BRUXELLES, 11 déc 2008 (AFP). Le gouvernement belge a bouclé jeudi un plan anti-crise de 2 milliards d’euros, comprenant notamment une baisse de la TVA dans la construction, juste à temps pour le présenter au sommet européen consacré entre autres aux moyens de relancer l’économie.
Ces deux milliards d’euros correspondent à 0,6% du Produit intérieur brut (PIB) belge, soit loin des 1,2% souhaité par la Commission européenne.
Mais il faut ajouter des mesures équivalent à 0,4% du PIB prises par le gouvernement fédéral cet automne pour « stimuler le pouvoir d’achat » et une ristourne de 0,3% du PIB accordée aux régions belges pour leur permettre de mettre en oeuvre leurs propres plans.
Le gouvernement belge, qui s’était déjà attelé à sauver le secteur financier de la faillite, veut cette fois « offrir un ballon d’oxygène aux entreprises, garantir l’emploi et renforcer le pouvoir d’achat, tout en encourageant les économies d’énergie et le développement durable, a expliqué le Premier ministre Yves Leterme.
Selon lui, les mesures annoncées vont entraîner un déficit public de 2% du PIB en 2009, mais celui-ci devrait être ramené à 1% en 2010, avant un retour à l’équilibre des finances publiques en 2011 et un surplus de 1% en 2012.

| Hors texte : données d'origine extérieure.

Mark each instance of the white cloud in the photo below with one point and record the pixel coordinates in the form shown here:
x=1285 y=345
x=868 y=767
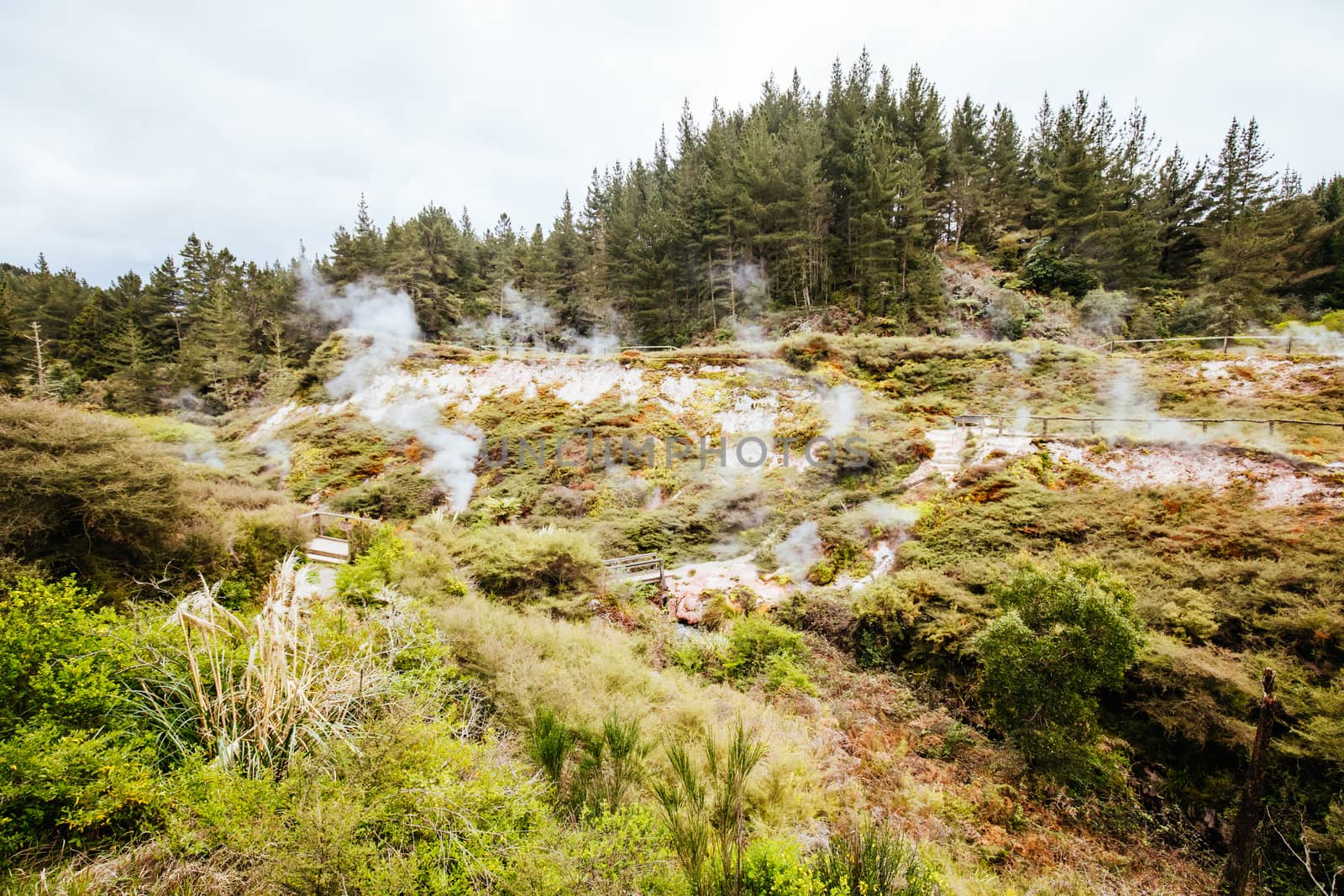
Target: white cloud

Concrètement, le gouvernement belge a accepté les demandes formulées par les syndicats et le patronat, qui lui réclamaient 583 millions d’euros d’avantages divers dans le cadre d’un accord interprofessionnel conclu il y a quelques jours concernant les 2,6 millions de salariés du privé.
Cet argent est destiné à des baisses de charges sociales ou des hausses d’allocations sociales. Il couvrirait aussi le maintien du système d’indexation automatique des salaires sur l’inflation et une augmentation supplémentaire maximale des salaires de 125 euros en 2009 et de 250 euros en 2010.
Le plan de relance prévoit aussi une baisse de la TVA dans la construction, qui ramenée de 21% à 6% pendant un an sur une tranche de la facture de 50.000 euros (coût: 300 millions d’euros), et des allégements fiscaux pour les travaux d’isolation.
Des entreprises publiques comme la Société nationale des chemins de fer (SNCB) devraient anticiper quelques grands chantiers.
Le gouvernement a également décidé d’augmenter les allocations versées aux salariés en chômage technique et de réduire la facture d’électricité des ménages en leur octroyant un « chèque » de 30 euros.